You want a body font that has, at a minimum, regular (or book), italic, and bold faces. Italic-bold and small caps are very nice to have as well. You can do interesting things here, once you master Text Styles, but there are plenty of good font options with all four faces available. Ideally all the fonts you use will convey tone and style, contain a full punctuation set, and be licensed for embedding into a pdf for distribution commercially.

Licenses & gotchas

I am not a lawyer, only a hobbyist like you. Everything I share here is gleaned from reading foundry licenses, through trial and error, and by muddling through. My priority is always to honor the designer’s wishes, and the way they communicate those wishes is via a license.

If you’re planning on distributing a pdf through drivethru or itch.io, you’re looking for a font licensed for embedding into a pdf for distribution commercially. This is more complicated then it seems, because from an outside hobbyist perspective, licensing is not standardized at all!

Some foundries consider “embedding” to be part of what’s called an “ebook” license, almost always charged at a per issue or per book rate. Others consider a pdf that is not editable to be covered under a “desktop” license, which is usually more reasonably priced but still often well outside of hobby or even small business funds. Still others, usually much cheaper up front (“300 fonts for $10!” style bundles), allow you to only use a font “rasterized” which means that you’ve converted it to an image and it is no longer searchable as text – which more or less restricts it to use as a cover font.

The only way to be sure is to read the license.

So what do we do, if we want clean, professional fonts for a hobby price or, better yet, for free? One option is to buy fonts as you please from places with licenses that make you happy, keeping your files sorted by the licenses and terms you purchased under. If you take this route, be sure to save a pdf copy of the license, as some shops seem to change licenses yearly!

My preferred option is to use open-licensed fonts, focusing on those that are licensed under the SIL/OFL. Google Fonts is a very well-curated collection of fonts like this. Fontesk also offers ways to filter by license.

I would advise against using Creative Commons licensed fonts. This is a generous gesture by the designer, but fonts are recognized as software, and requiring attribution introduces a strange wrinkle in our area of the hobby. For a book, adding “font by…” seems simple enough, maybe something you’re already doing, but what about a deck of cards, or a business card RPG? A logo?
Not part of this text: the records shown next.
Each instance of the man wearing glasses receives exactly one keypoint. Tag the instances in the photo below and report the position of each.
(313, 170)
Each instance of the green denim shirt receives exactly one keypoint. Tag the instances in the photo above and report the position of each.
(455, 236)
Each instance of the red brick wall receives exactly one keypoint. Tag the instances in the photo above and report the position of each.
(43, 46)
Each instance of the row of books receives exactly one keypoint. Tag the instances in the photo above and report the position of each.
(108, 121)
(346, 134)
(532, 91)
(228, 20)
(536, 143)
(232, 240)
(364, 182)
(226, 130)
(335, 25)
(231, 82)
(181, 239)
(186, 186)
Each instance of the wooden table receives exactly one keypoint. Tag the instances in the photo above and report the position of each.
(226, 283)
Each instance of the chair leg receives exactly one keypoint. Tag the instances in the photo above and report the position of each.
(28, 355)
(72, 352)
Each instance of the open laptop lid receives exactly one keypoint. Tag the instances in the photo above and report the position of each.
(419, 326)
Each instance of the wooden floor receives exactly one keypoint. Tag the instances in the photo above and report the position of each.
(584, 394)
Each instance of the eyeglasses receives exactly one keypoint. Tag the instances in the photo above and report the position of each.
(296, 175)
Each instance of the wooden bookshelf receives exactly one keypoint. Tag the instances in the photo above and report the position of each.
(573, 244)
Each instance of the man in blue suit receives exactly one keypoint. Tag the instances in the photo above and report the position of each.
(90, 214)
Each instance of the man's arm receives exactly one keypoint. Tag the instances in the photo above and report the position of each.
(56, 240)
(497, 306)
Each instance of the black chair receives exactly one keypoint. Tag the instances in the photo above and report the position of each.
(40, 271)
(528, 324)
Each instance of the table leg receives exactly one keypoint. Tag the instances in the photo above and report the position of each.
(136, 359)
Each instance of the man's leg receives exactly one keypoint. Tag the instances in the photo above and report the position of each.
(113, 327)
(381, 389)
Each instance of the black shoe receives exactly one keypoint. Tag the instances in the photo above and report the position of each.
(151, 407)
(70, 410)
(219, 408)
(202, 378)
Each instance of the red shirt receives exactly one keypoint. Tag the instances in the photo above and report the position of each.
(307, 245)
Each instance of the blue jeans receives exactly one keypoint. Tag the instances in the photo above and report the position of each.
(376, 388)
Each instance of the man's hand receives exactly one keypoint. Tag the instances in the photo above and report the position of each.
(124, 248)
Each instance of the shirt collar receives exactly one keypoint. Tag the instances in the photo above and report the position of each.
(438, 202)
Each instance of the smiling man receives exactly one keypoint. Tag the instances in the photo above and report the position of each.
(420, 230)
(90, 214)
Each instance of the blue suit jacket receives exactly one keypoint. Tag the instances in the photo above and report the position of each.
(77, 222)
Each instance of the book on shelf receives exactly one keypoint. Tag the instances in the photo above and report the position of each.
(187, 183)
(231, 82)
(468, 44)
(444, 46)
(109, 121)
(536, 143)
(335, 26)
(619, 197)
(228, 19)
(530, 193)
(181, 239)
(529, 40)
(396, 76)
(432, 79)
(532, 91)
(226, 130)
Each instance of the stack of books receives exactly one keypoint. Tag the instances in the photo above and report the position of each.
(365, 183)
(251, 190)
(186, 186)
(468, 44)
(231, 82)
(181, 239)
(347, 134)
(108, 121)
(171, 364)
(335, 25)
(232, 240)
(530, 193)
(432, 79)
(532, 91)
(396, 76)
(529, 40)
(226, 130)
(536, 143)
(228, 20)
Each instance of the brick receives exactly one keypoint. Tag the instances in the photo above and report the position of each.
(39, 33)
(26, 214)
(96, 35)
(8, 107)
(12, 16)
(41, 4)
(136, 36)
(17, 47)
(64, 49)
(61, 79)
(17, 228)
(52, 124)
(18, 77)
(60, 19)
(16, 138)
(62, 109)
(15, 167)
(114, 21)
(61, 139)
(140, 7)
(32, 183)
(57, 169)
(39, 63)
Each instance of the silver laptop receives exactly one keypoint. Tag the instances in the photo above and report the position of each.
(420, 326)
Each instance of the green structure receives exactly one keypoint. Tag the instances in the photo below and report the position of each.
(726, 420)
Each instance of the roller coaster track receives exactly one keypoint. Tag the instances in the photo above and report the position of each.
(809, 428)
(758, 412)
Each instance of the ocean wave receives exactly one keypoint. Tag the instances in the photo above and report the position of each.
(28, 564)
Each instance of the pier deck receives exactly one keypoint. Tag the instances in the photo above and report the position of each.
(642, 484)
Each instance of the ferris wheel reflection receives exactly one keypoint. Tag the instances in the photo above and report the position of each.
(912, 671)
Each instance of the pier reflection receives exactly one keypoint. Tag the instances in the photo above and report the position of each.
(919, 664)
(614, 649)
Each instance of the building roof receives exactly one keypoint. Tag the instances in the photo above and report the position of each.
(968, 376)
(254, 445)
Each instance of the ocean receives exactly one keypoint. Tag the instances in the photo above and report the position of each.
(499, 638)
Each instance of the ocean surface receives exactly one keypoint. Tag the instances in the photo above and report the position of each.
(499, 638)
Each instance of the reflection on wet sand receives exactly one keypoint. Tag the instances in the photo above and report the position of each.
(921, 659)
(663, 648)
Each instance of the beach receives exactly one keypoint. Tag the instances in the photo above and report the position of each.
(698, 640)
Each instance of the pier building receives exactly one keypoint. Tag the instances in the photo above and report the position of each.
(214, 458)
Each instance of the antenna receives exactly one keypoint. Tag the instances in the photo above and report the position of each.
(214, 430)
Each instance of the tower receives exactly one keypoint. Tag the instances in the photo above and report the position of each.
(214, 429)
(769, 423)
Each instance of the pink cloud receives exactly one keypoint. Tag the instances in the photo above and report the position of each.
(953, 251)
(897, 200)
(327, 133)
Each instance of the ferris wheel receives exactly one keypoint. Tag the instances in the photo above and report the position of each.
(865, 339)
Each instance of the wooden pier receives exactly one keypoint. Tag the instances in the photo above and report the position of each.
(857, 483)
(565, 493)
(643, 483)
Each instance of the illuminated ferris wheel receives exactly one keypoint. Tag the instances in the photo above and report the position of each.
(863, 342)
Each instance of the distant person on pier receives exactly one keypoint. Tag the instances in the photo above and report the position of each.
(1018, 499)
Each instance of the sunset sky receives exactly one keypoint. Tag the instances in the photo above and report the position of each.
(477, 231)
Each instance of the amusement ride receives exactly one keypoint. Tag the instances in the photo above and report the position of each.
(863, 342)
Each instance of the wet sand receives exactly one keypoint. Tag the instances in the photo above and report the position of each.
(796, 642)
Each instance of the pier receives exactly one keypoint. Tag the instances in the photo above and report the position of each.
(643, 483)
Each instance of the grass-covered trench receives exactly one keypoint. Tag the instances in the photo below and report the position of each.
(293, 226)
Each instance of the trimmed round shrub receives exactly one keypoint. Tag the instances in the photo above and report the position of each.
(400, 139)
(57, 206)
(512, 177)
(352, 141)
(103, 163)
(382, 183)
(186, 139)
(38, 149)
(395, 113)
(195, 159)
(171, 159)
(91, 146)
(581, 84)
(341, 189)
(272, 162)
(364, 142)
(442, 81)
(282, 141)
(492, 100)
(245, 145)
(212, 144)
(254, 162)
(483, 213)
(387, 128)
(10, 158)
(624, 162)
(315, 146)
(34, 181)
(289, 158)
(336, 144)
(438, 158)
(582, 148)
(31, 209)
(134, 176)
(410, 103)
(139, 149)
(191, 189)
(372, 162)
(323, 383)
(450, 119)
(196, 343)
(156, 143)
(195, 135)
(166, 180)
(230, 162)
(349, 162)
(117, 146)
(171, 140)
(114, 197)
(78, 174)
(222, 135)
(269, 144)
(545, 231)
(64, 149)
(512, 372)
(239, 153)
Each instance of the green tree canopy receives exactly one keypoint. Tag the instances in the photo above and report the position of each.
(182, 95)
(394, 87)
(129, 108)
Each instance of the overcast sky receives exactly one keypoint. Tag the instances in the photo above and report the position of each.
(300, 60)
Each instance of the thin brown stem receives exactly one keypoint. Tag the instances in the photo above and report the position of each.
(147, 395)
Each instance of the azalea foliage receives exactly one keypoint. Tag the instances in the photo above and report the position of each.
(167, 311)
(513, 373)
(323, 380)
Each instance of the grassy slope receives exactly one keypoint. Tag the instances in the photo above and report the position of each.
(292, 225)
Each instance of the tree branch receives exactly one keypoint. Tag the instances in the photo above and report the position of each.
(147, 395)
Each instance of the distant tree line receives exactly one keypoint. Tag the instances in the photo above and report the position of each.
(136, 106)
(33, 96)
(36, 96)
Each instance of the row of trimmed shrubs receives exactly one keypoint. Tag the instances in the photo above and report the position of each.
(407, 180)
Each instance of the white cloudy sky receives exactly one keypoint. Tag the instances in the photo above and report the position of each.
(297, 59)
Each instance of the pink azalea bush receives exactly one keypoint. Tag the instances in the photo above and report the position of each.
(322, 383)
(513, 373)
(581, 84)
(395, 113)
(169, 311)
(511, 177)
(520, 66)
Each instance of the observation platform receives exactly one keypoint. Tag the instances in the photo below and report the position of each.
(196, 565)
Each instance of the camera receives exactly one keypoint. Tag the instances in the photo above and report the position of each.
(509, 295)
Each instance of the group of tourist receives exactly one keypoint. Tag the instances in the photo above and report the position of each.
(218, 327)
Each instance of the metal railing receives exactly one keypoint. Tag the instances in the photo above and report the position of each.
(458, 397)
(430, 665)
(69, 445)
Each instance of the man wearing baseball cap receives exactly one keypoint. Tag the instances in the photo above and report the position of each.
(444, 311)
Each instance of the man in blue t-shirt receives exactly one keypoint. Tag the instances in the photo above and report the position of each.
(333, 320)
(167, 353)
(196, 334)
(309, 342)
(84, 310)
At the very least, be careful with it, as it signals that the author has very specific wishes you’ll want to be sure to honor if you use their work.

Miscellaneous tips

  • My favorite place to browse fonts is Fontesk. Though they have quite a few personal use only or commercial fonts in addition to the OFL fonts, the curation is good and the search is great. I also quite like Behance Fonts, but virtually every font on there has a unique license to be aware of or requires signing up for a free acount elsewhere.
  • Sites like fontjoy and beautiful web type are very helpful, and Fonts In Use will inspire!
  • If you’re interested in delving into typography, consider Flickr and Behance for typography. You can also search pinterest for terms like “page number design” and “typography”; just be sure to search by boards, not just pins, for the best results.